Aku berhenti memerhatikan dinding itu, beralih kepada Wildan. Aku mengangguk padanya, lantas menoleh Catie. "I'll see you, soon."
Catie mengangguk.
Dalam sekejap, aku sudah berada dalam mobil yang dikemudikan Wildan. Kendati aku sudah meyakini yang kulihat barusan bukan bagian dari kenyataan, aku tidak bisa berhenti memikirkannya. Jika Riana benar ada di sana, bodoh sekali aku malah menganggap itu hanya delusi. Artinya, aku menyia-nyiakan kesempatan untuk bertemu dengannya. Ah, pemikiran itu membuatku ingin menyuruh Wildan berputar arah.
"Apa sih yang membuatmu gundah?" Wildan melirikku lewat sudut matanya.

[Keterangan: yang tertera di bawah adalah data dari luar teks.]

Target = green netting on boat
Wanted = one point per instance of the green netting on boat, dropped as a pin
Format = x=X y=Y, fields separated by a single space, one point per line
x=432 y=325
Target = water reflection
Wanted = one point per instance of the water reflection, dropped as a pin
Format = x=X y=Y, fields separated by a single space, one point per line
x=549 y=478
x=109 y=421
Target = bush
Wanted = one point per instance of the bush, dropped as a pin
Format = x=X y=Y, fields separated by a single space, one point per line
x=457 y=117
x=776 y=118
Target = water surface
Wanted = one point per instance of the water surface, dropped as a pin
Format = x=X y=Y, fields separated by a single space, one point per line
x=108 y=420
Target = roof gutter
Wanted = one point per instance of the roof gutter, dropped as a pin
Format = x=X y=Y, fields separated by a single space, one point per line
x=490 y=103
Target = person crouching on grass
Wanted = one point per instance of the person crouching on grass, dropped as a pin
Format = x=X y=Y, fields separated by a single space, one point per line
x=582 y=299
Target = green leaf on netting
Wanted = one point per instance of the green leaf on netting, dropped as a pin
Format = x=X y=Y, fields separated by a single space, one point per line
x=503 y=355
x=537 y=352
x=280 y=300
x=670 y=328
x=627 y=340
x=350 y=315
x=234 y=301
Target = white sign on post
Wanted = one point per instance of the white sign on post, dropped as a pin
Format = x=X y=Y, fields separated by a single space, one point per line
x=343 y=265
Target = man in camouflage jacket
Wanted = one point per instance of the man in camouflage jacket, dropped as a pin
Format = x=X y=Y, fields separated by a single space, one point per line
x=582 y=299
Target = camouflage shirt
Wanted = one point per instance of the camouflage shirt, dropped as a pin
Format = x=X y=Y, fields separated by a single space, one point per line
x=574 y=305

Aku menggeleng cepat. Kulesapkan tanganku ke dalam saku jaket, mengambil sebuah buku. Dream Book milik Riana. Aku memerhatikan buku bersampul hitam itu, membolak-baliknya dengan hasrat yang sangat besar untuk melihat isinya. Aku penasaran, mungkin selain menulis impian-impiannya dalam buku kecil ini, Riana juga menyertakan sedikit informasi yang dapat membawaku ke hadapannya. Aku sangat merindukannya. Aku juga berhutang penjelasan padanya. Aku akan melakukan apa pun untuk dapat bertemu dengannya saat ini juga. Namun, membuka privasinya ... Aku memilih tidak melakukannya. Itu adalah pengecualian. Demi apa pun, aku akan menghormatinya.
Aku menghempaskan punggungku ke sandaran kursi. Sekali lagi, kuamati buku itu, lantas kumasukkan kembali ke dalam saku. Aku melempar pandangan ke luar jendela, memerhatikan kesibukan kota tanpa selera. Beberapa saat, bosan. Aku menoleh Wildan.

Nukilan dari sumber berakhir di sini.